Scientific Reports (Apr 2021)

Interleukin-6 as an enhancer of anti-angiogenic therapy for ovarian clear cell carcinoma

  • Toshiyuki Seki,
  • Nozomu Yanaihara,
  • Jason Solomon Shapiro,
  • Misato Saito,
  • Junya Tabata,
  • Ryo Yokomizo,
  • Daito Noguchi,
  • Takafumi Kuroda,
  • Ayako Kawabata,
  • Jiro Suzuki,
  • Kazuaki Takahashi,
  • Haruka Matsuzawa,
  • Misayo Miyake,
  • Masataka Takenaka,
  • Yasushi Iida,
  • Satoshi Yanagida,
  • Aikou Okamoto

DOI
https://doi.org/10.1038/s41598-021-86913-9
Journal volume & issue
Vol. 11, no. 1
pp. 1 – 9

Abstract

Read online

Abstract Ovarian clear cell carcinoma (OCCC) is a subtype of epithelial ovarian cancer (EOC) that is associated with elevated interleukin-6 (IL-6) expression, resistance to chemotherapy, and increased mortality. Although bevacizumab (Bev) is a widely used anti-angiogenic agent for EOC, the efficacy of Bev and the role of IL-6 in modulating angiogenesis in OCCC are unknown. We performed tube formation assays using human umbilical vein endothelial cells (HUVEC) cultured in OCCC cell-conditioned medium and using cells directly co-cultured with OCCC cells. We observed that IL-6 inhibition significantly mitigated the ability of Bev to impede tube formation in both cases. Furthermore, IL-6 blockade disrupted the anti-angiogenic efficacy of Bev and its concomitant anti-tumor activity.

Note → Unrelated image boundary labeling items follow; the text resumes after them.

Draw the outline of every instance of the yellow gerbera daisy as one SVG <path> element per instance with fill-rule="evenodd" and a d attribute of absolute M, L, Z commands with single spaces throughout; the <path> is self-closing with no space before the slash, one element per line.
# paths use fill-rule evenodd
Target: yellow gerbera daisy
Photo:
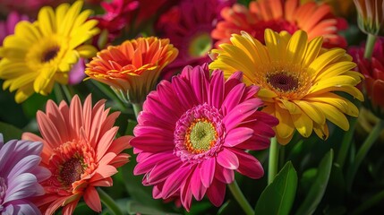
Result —
<path fill-rule="evenodd" d="M 363 100 L 354 87 L 363 76 L 351 71 L 355 66 L 352 57 L 342 48 L 322 49 L 321 37 L 308 41 L 303 30 L 291 36 L 266 30 L 264 37 L 265 46 L 246 32 L 233 34 L 232 44 L 212 50 L 218 57 L 209 68 L 223 70 L 226 77 L 240 70 L 247 85 L 260 87 L 259 97 L 266 105 L 263 111 L 280 121 L 276 132 L 281 144 L 289 142 L 294 129 L 304 137 L 315 131 L 326 139 L 326 120 L 348 130 L 345 114 L 357 116 L 359 110 L 333 91 Z"/>
<path fill-rule="evenodd" d="M 55 82 L 66 84 L 68 72 L 80 57 L 91 57 L 97 49 L 82 45 L 98 32 L 98 22 L 87 21 L 90 10 L 81 12 L 82 1 L 72 6 L 60 4 L 55 11 L 43 7 L 33 23 L 23 21 L 0 47 L 0 79 L 3 89 L 17 90 L 21 103 L 33 92 L 47 95 Z"/>

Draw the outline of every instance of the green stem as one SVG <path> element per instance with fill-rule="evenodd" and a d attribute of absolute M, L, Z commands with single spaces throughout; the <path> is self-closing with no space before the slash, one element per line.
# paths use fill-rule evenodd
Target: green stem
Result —
<path fill-rule="evenodd" d="M 122 211 L 120 210 L 119 206 L 117 206 L 116 202 L 109 196 L 105 191 L 98 187 L 98 193 L 100 196 L 101 202 L 105 206 L 107 206 L 109 211 L 111 211 L 115 215 L 123 215 Z"/>
<path fill-rule="evenodd" d="M 354 129 L 357 125 L 357 117 L 354 117 L 351 119 L 351 127 L 347 133 L 343 136 L 343 141 L 341 142 L 341 147 L 338 151 L 337 163 L 342 168 L 344 166 L 344 163 L 346 162 L 346 158 L 349 150 L 349 147 L 352 143 L 352 139 L 354 137 Z"/>
<path fill-rule="evenodd" d="M 371 59 L 375 47 L 375 42 L 378 37 L 372 34 L 368 34 L 367 43 L 365 43 L 364 58 Z"/>
<path fill-rule="evenodd" d="M 383 128 L 384 128 L 384 120 L 380 119 L 373 127 L 372 131 L 370 133 L 367 139 L 365 139 L 365 142 L 363 143 L 362 147 L 360 147 L 359 150 L 357 151 L 356 158 L 354 159 L 351 167 L 348 168 L 348 171 L 346 174 L 346 180 L 347 180 L 346 187 L 348 191 L 351 190 L 354 176 L 356 175 L 356 172 L 360 167 L 360 164 L 364 159 L 371 147 L 373 145 L 373 143 L 380 135 Z"/>
<path fill-rule="evenodd" d="M 61 88 L 63 90 L 64 94 L 65 95 L 65 98 L 68 102 L 71 102 L 72 100 L 72 93 L 68 88 L 68 85 L 61 84 Z"/>
<path fill-rule="evenodd" d="M 112 91 L 112 90 L 107 89 L 107 87 L 97 81 L 92 80 L 92 83 L 100 90 L 106 96 L 107 96 L 112 100 L 115 101 L 115 104 L 117 106 L 119 110 L 125 110 L 125 106 L 123 104 L 123 101 Z"/>
<path fill-rule="evenodd" d="M 142 103 L 132 103 L 132 106 L 133 108 L 133 111 L 134 111 L 134 116 L 139 116 L 140 111 L 142 110 Z"/>
<path fill-rule="evenodd" d="M 234 183 L 232 184 L 228 184 L 228 187 L 232 194 L 234 195 L 235 199 L 236 199 L 237 202 L 244 211 L 245 214 L 253 215 L 254 214 L 253 209 L 252 207 L 251 207 L 251 204 L 248 202 L 248 201 L 245 199 L 244 194 L 243 194 L 242 191 L 240 190 L 240 187 L 237 185 L 236 180 L 234 180 Z"/>
<path fill-rule="evenodd" d="M 278 143 L 276 137 L 270 139 L 269 158 L 268 164 L 268 185 L 272 183 L 278 168 Z"/>
<path fill-rule="evenodd" d="M 384 190 L 369 198 L 368 200 L 365 200 L 362 204 L 359 205 L 359 207 L 357 207 L 357 209 L 355 209 L 352 212 L 352 214 L 362 214 L 363 211 L 365 211 L 367 209 L 371 208 L 373 205 L 382 202 L 383 200 Z"/>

In addition, IL-6 inhibition resulted in a significant increase in angiopoietin-1 (Ang1) secretion and decreased vascular endothelial growth factor (VEGF) expression. Clinical specimens also exhibited this reciprocal relationship between IL-6 and Ang1 expression. Finally, depletion of Ang1 abrogated the effects of IL-6 inhibition on Bev activity, demonstrating that IL-6 supports the anti-angiogenic activity of Bev by suppressing Ang1 expression and promoting dependence on VEGF for angiogenesis. Altogether, our data suggest that OCCC tumors with high IL-6 levels are candidates for Bev therapy.